I find it very interesting to watch well-known successful people confidently state opinions that we now know to be wrong.

https://www.youtube.com/watch?v=BNeXlJW70KQ

Start at 2:01 and watch through 3:13.

In this video, Steve Jobs lays out his vision for NeXT with characteristic flair.  He states that NeXT will launch a high powered, low cost computer, marketed to college students, gain significant market traction, and change higher education as we know it.  The vision is powerful, well delivered, and easy to understand.  Even today, Steve’s dominant presence continues to bring this idea to life.  If it weren’t for the parenthetical reminder in the title of the video, one might not even realize that it is nearly 30 years old.

Today we know that NeXT computers were a commercial failure, but look how confident Steve is in his opinion.  One of the most successful business leaders of all time has a strong vision that he sells with complete conviction, and he’s wrong.

This short video clip has had me thinking all week.

Foremost, this video means that it’s ok to take a risk.  Not even Steve Jobs is right 100% of the time and often if you wait long enough to know you’re right, you’ve already missed the market window.
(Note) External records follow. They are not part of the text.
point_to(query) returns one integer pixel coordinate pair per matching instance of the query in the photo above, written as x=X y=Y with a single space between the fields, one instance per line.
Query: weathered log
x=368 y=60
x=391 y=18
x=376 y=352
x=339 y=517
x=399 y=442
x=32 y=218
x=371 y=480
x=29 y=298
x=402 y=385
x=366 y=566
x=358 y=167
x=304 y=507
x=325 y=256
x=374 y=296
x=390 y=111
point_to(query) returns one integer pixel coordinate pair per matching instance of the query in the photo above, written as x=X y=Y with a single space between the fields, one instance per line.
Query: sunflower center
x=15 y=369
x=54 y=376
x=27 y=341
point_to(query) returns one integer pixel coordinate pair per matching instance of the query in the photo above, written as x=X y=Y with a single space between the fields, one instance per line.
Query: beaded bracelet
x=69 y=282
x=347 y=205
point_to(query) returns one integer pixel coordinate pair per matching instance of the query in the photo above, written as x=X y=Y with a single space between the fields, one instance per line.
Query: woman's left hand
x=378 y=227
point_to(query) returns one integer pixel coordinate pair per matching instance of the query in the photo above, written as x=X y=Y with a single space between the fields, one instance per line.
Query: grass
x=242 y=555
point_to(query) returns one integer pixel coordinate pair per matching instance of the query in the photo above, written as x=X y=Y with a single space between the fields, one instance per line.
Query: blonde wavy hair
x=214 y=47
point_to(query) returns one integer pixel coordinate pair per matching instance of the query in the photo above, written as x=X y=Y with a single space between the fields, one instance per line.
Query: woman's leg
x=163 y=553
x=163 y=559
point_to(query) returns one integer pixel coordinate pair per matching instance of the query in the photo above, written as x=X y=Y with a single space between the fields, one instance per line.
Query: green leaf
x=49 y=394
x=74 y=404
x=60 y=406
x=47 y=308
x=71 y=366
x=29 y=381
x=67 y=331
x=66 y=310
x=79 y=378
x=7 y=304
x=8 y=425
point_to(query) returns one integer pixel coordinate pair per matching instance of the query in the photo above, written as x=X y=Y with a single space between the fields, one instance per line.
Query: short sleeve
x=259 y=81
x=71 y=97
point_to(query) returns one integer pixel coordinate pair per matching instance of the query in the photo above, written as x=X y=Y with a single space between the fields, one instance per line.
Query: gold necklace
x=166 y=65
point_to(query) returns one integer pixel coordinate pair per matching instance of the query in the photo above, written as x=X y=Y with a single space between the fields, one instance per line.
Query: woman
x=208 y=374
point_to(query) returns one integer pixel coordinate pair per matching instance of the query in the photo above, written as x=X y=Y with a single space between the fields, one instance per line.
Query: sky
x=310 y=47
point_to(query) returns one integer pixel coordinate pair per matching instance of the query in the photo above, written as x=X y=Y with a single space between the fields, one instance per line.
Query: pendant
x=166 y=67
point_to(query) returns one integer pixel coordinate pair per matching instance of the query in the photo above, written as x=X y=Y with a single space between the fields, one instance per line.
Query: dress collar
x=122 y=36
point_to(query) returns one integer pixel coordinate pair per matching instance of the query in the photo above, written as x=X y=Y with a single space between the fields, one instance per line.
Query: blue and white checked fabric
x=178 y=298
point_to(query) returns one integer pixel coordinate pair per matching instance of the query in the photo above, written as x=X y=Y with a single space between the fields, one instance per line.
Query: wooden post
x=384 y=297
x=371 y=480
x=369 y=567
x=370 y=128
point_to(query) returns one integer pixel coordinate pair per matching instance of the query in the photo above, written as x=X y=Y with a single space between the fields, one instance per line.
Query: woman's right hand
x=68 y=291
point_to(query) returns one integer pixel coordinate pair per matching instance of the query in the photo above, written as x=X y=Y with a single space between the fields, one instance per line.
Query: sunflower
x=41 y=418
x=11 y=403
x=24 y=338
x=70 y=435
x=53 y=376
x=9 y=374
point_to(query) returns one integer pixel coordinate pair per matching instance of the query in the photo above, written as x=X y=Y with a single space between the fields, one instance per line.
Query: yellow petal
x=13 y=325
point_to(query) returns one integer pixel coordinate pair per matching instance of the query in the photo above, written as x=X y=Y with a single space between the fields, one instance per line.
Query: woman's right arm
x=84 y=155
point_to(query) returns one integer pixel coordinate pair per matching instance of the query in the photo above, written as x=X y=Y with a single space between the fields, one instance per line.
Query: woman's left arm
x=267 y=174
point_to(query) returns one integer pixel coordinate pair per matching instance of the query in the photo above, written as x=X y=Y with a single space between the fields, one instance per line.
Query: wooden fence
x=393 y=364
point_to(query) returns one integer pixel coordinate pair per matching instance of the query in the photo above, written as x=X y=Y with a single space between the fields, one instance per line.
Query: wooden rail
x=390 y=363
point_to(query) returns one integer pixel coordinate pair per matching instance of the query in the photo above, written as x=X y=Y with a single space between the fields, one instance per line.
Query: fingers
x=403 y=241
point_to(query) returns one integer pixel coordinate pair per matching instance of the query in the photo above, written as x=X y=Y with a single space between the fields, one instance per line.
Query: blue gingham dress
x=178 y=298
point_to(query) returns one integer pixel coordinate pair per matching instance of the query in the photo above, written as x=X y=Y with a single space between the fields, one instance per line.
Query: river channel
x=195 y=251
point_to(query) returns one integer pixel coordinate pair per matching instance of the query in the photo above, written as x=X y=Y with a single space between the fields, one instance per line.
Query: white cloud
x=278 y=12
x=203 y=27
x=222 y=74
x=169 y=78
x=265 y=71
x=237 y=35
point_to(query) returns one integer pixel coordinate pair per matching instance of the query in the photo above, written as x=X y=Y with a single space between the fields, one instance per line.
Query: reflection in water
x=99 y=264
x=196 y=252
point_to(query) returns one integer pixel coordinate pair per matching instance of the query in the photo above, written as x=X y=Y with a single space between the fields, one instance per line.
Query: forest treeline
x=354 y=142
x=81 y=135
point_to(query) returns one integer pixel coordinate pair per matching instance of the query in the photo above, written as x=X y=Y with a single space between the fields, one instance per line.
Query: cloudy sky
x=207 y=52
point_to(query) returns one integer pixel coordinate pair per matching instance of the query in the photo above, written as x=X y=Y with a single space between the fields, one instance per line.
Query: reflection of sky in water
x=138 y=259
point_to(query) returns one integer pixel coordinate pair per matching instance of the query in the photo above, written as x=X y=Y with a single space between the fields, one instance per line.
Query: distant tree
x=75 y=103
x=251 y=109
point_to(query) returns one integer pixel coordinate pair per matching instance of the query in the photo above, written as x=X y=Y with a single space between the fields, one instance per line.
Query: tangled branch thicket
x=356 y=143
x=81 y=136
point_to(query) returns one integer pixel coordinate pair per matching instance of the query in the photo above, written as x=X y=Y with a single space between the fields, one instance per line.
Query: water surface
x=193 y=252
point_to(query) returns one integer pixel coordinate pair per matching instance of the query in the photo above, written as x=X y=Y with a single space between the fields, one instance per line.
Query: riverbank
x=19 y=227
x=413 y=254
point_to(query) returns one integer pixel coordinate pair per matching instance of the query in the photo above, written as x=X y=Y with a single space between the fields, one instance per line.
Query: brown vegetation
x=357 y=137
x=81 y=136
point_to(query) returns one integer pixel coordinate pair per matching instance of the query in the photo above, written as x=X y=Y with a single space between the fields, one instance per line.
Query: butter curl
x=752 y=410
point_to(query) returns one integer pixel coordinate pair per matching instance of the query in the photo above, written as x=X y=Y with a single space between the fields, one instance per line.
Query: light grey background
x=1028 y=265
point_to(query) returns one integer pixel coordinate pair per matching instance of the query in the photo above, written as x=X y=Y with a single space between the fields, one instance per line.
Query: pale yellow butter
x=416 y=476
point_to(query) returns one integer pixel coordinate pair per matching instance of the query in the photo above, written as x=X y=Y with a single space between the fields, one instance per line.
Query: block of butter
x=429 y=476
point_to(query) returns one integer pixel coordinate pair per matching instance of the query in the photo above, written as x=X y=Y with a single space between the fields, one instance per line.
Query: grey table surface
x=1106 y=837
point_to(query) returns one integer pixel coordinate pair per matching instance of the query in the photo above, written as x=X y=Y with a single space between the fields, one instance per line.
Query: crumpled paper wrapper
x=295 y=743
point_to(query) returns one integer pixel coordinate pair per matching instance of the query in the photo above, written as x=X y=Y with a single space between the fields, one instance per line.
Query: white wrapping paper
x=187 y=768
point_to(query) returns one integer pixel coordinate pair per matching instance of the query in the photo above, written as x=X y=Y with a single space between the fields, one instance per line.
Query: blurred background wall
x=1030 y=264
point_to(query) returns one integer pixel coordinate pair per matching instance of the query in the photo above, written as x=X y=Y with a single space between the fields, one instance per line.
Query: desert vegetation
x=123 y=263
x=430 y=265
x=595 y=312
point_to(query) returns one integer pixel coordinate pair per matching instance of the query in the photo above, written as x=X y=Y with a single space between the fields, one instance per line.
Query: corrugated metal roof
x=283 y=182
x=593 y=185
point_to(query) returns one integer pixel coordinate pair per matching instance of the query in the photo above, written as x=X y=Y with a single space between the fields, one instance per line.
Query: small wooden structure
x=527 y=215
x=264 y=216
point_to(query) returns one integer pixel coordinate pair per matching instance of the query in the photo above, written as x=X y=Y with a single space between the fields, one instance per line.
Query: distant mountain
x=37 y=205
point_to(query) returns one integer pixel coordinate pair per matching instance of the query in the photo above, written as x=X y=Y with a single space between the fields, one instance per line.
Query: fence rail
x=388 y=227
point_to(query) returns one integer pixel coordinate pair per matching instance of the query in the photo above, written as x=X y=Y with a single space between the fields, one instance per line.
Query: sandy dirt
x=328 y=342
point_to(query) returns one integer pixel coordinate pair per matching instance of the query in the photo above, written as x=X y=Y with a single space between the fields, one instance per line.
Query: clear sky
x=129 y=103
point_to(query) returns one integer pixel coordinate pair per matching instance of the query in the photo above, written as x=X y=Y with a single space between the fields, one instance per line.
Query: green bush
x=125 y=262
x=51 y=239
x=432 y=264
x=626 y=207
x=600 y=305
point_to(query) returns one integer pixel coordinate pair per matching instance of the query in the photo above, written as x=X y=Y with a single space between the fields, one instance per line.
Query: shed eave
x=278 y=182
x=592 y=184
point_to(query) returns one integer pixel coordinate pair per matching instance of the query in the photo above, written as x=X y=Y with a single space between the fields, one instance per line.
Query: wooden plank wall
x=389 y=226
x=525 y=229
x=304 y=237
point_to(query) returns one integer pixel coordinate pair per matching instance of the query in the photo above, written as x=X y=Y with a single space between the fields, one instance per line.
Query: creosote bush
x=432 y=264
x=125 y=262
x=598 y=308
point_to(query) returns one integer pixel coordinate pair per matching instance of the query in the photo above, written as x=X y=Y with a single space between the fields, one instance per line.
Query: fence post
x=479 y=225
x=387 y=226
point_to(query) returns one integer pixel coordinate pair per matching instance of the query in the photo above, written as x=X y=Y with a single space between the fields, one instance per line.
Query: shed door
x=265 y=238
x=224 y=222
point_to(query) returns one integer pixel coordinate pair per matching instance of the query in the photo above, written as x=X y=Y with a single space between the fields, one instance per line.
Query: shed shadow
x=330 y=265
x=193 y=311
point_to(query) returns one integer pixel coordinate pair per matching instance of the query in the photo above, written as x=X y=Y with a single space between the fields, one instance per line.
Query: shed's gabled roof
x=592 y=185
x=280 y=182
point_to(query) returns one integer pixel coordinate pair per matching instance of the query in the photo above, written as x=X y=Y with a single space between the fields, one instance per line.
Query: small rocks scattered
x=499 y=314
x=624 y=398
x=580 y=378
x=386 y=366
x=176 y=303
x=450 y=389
Further, it’s taught me that no matter which direction you’re heading, it’s important to go all in.  Steve didn’t say he was “pretty sure” this idea would work – he said he was going to change the way the world worked.  This unwavering confidence motivated his team to create a completely new computer system and release the first NeXT computer in only three years.

But what about failure?

You might point out that Steve was wrong in this video and that he had the wrong vision for the company.  However, I’m not sure that’s actually a bad thing.

Sure, the NeXT computer was a failure – but the software created by the NeXT team was ultimately incorporated very successfully into Apple during the 1996 NeXT acquisition.  It is very likely that some small part of the computer I am using to write this post owes its origin to the NeXTSTEP operating system.

So what’s the lesson?

It really all goes back to confidence.  It seems to me that confident people are wrong just as much as less confident people.  Further, there seems to be very little penalty for being confidently wrong.  In this case, Steve’s wrong vision helped develop the software that ultimately drove Apple to become the most valuable company in the world.